A diet rich in fruits, veggies, lean meats, nuts, seeds, whole grains and low-fat dairy has proven benefits when it comes to reducing your risk of hypertension, or high blood pressure.

A 2020 review of 30 randomized controlled trials published in the journal Advances in Nutrition  concluded that people who adopted the DASH diet saw significant reductions in their blood pressure, even if they didn’t already have hypertension, compared to control groups. Other earlier research found that following the low-sodium DASH diet reduced blood pressure by about 11 points in those with hypertension.

The 10 diets ranked

1. DASH-style — This diet pattern  emphasizes vegetables, fruits, whole grains, legumes, nuts and seeds, and low-fat dairy, and includes lean meats and poultry, fish and non-tropical oils. The Nordic and Baltic diets are other types of this eating pattern. [Score 100] 

2. Vegetarian-style/Pescatarian — A plant-based eating pattern that includes fish. [Score 92]

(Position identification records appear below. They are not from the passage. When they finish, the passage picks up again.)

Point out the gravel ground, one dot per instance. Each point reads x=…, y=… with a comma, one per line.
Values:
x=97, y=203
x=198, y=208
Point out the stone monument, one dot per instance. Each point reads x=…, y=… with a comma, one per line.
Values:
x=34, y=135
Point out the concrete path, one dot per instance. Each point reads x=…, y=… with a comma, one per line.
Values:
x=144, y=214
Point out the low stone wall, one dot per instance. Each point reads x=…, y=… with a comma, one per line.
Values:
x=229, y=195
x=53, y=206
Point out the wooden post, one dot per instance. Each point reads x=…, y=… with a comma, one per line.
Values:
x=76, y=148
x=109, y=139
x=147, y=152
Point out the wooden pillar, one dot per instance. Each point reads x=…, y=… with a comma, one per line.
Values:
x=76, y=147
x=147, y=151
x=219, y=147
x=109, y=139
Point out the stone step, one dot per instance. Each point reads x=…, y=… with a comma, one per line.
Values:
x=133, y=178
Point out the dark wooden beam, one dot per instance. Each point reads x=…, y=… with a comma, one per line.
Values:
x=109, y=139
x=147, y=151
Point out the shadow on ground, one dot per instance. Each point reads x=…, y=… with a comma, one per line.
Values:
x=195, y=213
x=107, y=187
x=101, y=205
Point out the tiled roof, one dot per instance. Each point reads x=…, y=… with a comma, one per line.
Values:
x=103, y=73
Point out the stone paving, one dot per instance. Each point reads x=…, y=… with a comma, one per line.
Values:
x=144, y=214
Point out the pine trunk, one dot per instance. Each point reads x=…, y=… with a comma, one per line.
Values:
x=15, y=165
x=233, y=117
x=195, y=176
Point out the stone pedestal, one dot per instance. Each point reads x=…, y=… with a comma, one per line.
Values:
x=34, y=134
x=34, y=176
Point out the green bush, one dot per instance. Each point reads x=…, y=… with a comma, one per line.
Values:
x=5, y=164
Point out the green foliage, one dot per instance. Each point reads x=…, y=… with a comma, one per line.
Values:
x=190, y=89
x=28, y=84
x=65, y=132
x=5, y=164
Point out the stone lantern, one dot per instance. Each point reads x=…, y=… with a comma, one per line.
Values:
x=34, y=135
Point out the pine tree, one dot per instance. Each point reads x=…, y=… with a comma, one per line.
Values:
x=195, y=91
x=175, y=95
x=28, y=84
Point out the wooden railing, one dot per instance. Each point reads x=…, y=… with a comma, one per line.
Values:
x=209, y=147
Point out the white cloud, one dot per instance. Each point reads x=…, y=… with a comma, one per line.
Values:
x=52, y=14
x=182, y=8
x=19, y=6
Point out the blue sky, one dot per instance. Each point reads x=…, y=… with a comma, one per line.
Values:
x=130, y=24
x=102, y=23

3. Mediterranean-style — The Mediterranean diet limits dairy; emphasizes vegetables, fruit, whole grains, legumes, nuts and seeds, fatty fish and extra-virgin olive oil; and includes moderate drinking of red wine. [Score 89]

4. Vegetarian-style/Ovo/Lacto — A plant-based eating pattern that includes eggs (ovo-vegetarian), dairy products (lacto-vegetarian) or both (ovo-lacto vegetarian). [Score 86]

5. Vegetarian-style/Vegan — A plant-based eating pattern that includes no animal products. [Score 78]

6. Low-fat — A diet that limits fat intake to less than 30 percent of total calories, including the Volumetrics eating plan and the Therapeutic Lifestyle Change (TLC) plan. [Score 78]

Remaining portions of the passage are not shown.